Plato’s Republic is a challenging book to read and to teach too. There is much there that is generally unfamiliar and new especially when encountering the Republic for the first time. Nickolas Pappas wrote a really good guide book that really helps sort out what is going on in the Republic. The Republic is written as a dialogue. Pappas carefully goes through all the main arguments and offers a very sympathetic reading of Plato. Sometime I felt that he was saying what Plato would have been saying had he wrote in English prose instead of Ancient Greek play.
The book is divided in to three parts. The first part offers some preliminary background material on Plato and the Republic.
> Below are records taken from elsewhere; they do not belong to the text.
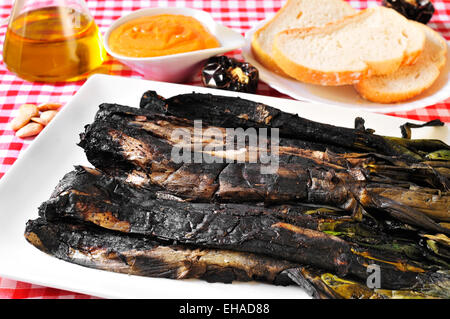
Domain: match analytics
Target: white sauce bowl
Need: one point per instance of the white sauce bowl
(176, 67)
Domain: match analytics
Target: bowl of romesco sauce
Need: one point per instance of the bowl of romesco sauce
(168, 44)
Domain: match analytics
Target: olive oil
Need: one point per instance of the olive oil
(53, 44)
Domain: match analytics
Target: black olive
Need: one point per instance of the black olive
(418, 10)
(222, 72)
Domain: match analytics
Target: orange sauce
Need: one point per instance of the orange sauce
(160, 35)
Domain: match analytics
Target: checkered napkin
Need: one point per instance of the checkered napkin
(239, 15)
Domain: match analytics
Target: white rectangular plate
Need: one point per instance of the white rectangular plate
(54, 152)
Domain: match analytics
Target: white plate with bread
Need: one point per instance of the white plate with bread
(374, 60)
The second part is the bulk of the book. This goes carefully through the argument of the republic piece by piece. There is first the question about what justice is, and then what it is for. Then it goes through Justice int he city, justice in the soul, politics, metaphysics and epistemology, returning to injustice in the city and soul, and then finally to the question of art. The book is mostly broken up thematically, but at the same time it follows the order of the republic, though it does not follow exactly the breakup of the book in to the ten books as we have it.
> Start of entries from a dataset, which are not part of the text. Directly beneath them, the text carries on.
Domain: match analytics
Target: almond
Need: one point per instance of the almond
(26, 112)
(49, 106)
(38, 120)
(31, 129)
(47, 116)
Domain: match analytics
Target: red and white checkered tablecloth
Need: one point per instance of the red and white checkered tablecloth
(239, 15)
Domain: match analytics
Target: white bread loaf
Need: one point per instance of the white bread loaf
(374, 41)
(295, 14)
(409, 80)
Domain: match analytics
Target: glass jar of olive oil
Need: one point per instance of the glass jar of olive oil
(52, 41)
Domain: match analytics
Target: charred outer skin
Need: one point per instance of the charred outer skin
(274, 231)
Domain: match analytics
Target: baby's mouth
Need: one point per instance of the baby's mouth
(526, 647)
The third pat deals with a few general questions that one may have when looking at the whole book. "Is Plato really akin to a modern totalitarian?", "Is Plato's use of the Forms consistent?" "How does Plato relate the various kinds of censorship he advocates?". All of these are things we might inquire about Plato when we are done, and so they make up a small part of the book, the last section.
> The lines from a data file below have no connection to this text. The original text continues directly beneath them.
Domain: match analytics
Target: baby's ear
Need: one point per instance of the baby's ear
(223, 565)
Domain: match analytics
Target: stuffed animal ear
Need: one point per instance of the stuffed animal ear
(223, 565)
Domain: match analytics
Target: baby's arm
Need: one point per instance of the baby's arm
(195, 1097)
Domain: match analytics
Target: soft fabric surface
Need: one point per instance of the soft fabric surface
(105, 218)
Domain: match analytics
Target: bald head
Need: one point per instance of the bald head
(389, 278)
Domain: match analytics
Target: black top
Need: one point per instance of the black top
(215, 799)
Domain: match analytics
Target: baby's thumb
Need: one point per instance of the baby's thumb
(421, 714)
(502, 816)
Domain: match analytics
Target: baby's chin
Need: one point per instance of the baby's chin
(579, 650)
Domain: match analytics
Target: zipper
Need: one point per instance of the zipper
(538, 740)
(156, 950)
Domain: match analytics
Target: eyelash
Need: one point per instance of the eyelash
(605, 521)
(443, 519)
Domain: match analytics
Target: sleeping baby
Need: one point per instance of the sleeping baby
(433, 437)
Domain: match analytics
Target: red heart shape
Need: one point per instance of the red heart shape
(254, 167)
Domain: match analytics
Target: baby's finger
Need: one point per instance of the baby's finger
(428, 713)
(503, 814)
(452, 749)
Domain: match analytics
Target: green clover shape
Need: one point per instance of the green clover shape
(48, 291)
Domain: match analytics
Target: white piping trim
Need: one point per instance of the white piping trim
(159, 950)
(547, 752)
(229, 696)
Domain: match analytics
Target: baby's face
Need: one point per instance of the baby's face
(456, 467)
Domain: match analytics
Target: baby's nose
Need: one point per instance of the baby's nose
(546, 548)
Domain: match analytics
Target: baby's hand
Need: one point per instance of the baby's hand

There is also a good breakdown of the main premises that the Republic uses in its arguments that seem pretty handy.
Pappas' Plato and the Republic is well done. It is a great guide to the Republic, the best I've seen yet, and I daresay even to Plato's work in general. If you are ever studying the Republic or you are intimidated by it, start here. It is extremely rewarding.
(Incidentally, I read the first edition. There is now a second one out and I am pretty sure that it does not differ substantially.)